* It is also known as map side as well as replicated join.
* The smaller data set will be broadcasted to all the executors in the cluster.
* The size of the smaller data set is driven by `spark.sql.autoBroadcastJoinThreshold`.
* We can even perform broadcast join when the smaller data set size is greater than `spark.sql.autoBroadcastJoinThreshold` by using `broadcast` function from `pyspark.sql.functions`.
* We can disable broadcast join by setting `spark.sql.autoBroadcastJoinThreshold` value to 0.
* If broadcast join is disabled then it will result in reduce side join.
* Make sure to setup multinode cluster using 28 GB Memory, 4 Cores each. Configure scaling between 2 and 4 nodes.
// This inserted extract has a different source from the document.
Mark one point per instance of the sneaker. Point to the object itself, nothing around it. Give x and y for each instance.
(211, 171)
Driver can be of minimum configuration.

In [0]:
# Default size is 10 MB.
spark.conf.get('spark.sql.autoBroadcastJoinThreshold')

In [0]:
# We can disable broadcast join using this approach
spark.conf.set('spark.sql.autoBroadcastJoinThreshold', '0')

In [0]:
# Resetting to original value
spark.conf.set('spark.sql.autoBroadcastJoinThreshold', '10485760b')

In [0]:
# 1+ GB Data Set
clickstream = spark.read.csv('dbfs:/databricks-datasets/wikipedia-datasets/data-001/clickstream/raw-uncompressed/', sep='\t', header=True)

In [0]:
# 10+ GB Data Set
articles = spark.read.parquet('dbfs:/databricks-datasets/wikipedia-datasets/data-001/en_wikipedia/articles-only-parquet/')

In [0]:
%%time

# Default will be reduce side join as the size of smaller data set is more than 10 MB (default broadcast size)
clickstream.join(articles, articles.id == clickstream.curr_id).count()

* Review SQL Plan visualization to confirm the previous query have used sort merge join.

In [0]:
from pyspark.sql.functions import broadcast

In [0]:
%%time
# We can use broadcast function to override existing broadcast join threshold
# We can also override by using this code spark.conf.set('spark.sql.autoBroadcastJoinThreshold', '1500m')
broadcast(clickstream).join(articles, articles.id == clickstream.curr_id).count()

* Review SQL Plan visualization to confirm the previous query have used broadcast based join.